Shadash, You will get no argument from me there. And no offense taken. I just wanted you to know that we do not censor content – ever. The spam filter Gods have been duly reprimanded.
“Shadash placed almost his entire argument on was the number of defaults and/or borrowers holding sub-prime loans that may now be in trouble (or will be soon).”
Take a step back and think.
1. Foreclosures are going up
2. The mortgage industry is becoming more rigid on standards
3. The value of houses are going down
To me what this means to me is…
1. Houses will lose value
2. Mortgages/Refi’s will be harder to get (because of the more rigid standards)
3. More forclosures will occur
Throw in that IO and ARMs need to be refi’d out of every few years and you can see where I’m coming from.
Agreed. I just finished having coffee with a good friend (and real estate investor) this morning. We coincidentally were talking about the same mortgage issue as you have raised (i.e., too easy to obtain). We both strongly agreed that mortgage standards are too liberal and need to be stengthened. The 100% loans (or more) are, in my opinion, defaults waiting to happen in many cases. A buyer needs to have a stake in the risk profile, even if it’s just 5%.
The only thing we may disagree on is the magnitude of: 1. the decline in values and , 2. the total number of future foreclosures (not the % increase). While I agree that we will likely have more foreclosures next year, I don’t think it will approach a number that will significantly affect the overall market in San Diego. I strongly disagree with Kris’ earlier comment (which means I may be on the couch tonight…again) on this post re: a potential 10% drop in prices locally next year. Last December, I predicted an approx. 5.5% decline in sales prices for Scripps Ranch (the market where Kris and I do most of our business). According to SANDICOR 2006 year-to-date stat’s (up to and including yesterday) the average sales price (per sq. ft.) in Scripps Ranch was down 3.2% from the same period in 2005. Next year, worst case, I don’t think Scripps Ranch will be down any more than this, unless, of course interest rates head up substantially. This shows a surprising amount of tenacity in the current market.
This was just posted on signonsandiego.com
Housing prices hit by biggest drop on record
http://www.signonsandiego.com/news/business/20061213-1141-bn13housing.html
Shadash,
I just retrieved you from my spam folder – again! What’s up with that? I’ll check your link out in the morning, as I am off to an appointment.
I just came across your blog and found your views quite interesting. Interestingly, I just rented a house in Scripps Ranch. It seems to be a very nice community. Unfortunately, I cannot afford the kind of house I would like in Scripps, but I can certainly rent it. As a matter of fact, the house I am renting is going to cost me less than half what it would cost me per month to buy the same size house! If I factor in the tax and interest write-off, then these homes are overprices by at least 25-30% (or rents are underpriced)!

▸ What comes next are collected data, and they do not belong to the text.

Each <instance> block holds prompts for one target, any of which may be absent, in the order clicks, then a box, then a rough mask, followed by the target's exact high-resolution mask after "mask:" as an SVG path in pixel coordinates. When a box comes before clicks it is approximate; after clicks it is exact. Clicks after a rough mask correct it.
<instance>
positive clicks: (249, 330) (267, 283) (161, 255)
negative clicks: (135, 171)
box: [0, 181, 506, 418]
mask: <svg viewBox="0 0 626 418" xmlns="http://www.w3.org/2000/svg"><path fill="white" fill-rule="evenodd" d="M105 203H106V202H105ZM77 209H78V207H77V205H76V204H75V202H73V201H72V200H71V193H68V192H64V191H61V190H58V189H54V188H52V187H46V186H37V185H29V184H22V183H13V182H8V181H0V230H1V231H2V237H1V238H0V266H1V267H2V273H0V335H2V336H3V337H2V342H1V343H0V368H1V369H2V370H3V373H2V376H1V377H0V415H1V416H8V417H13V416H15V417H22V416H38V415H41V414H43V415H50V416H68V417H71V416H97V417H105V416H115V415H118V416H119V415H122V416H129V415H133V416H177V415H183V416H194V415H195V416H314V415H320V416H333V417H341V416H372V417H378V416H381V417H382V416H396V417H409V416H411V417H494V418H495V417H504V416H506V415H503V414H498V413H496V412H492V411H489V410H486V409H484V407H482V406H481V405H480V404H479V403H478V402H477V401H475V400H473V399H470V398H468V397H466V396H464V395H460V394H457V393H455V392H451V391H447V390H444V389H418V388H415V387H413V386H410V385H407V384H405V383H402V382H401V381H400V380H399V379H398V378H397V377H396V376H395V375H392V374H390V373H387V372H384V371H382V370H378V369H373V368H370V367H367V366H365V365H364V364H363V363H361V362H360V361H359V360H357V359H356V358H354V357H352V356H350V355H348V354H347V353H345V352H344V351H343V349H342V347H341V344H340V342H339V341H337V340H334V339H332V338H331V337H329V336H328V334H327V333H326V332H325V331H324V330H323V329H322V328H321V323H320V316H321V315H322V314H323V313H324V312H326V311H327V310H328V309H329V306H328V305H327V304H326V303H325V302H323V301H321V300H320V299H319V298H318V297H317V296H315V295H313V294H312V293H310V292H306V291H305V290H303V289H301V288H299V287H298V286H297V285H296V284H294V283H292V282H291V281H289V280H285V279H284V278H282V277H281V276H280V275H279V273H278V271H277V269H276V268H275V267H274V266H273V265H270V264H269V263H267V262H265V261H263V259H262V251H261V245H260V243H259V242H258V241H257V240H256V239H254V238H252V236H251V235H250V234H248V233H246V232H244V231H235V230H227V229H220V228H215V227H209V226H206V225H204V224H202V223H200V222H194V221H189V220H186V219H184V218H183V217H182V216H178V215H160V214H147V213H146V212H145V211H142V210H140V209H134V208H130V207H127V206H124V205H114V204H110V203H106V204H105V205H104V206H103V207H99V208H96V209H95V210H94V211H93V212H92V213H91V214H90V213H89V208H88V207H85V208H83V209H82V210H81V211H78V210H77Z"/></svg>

San Diego home prices increased at an incredible rate over the last few years to the point where the median price of a house is 10.2 times the median income. According to another site I read recently, this is the 2 highest rate in the world! I know San Diego is nice (that is why I just moved here), but is it that nice? And why wasn’t it that nice 5 years ago when home prices were 1/2 what they are now? Either I’m in the wrong profession or there are a lot of people buying houses they shouldn’t really be affording. As my wife and I are both professionals, I am going to choose the latter.
I am going to rent for the next year or two and buy only when the finances make sense. I understand that as realtors, you need to believe that prices are ’stabilizing’ because you need to continue selling homes to make a living. I have talked to a few realtors who simply do not want to hear anything about a bubble. They don’t want to hear or believe it, but it is certainly true. The drop is happening and will continue. Remember, when it comes to interest rates, one can always refinance later when the rates come down again, but you can’t rebuy your house at a lower price!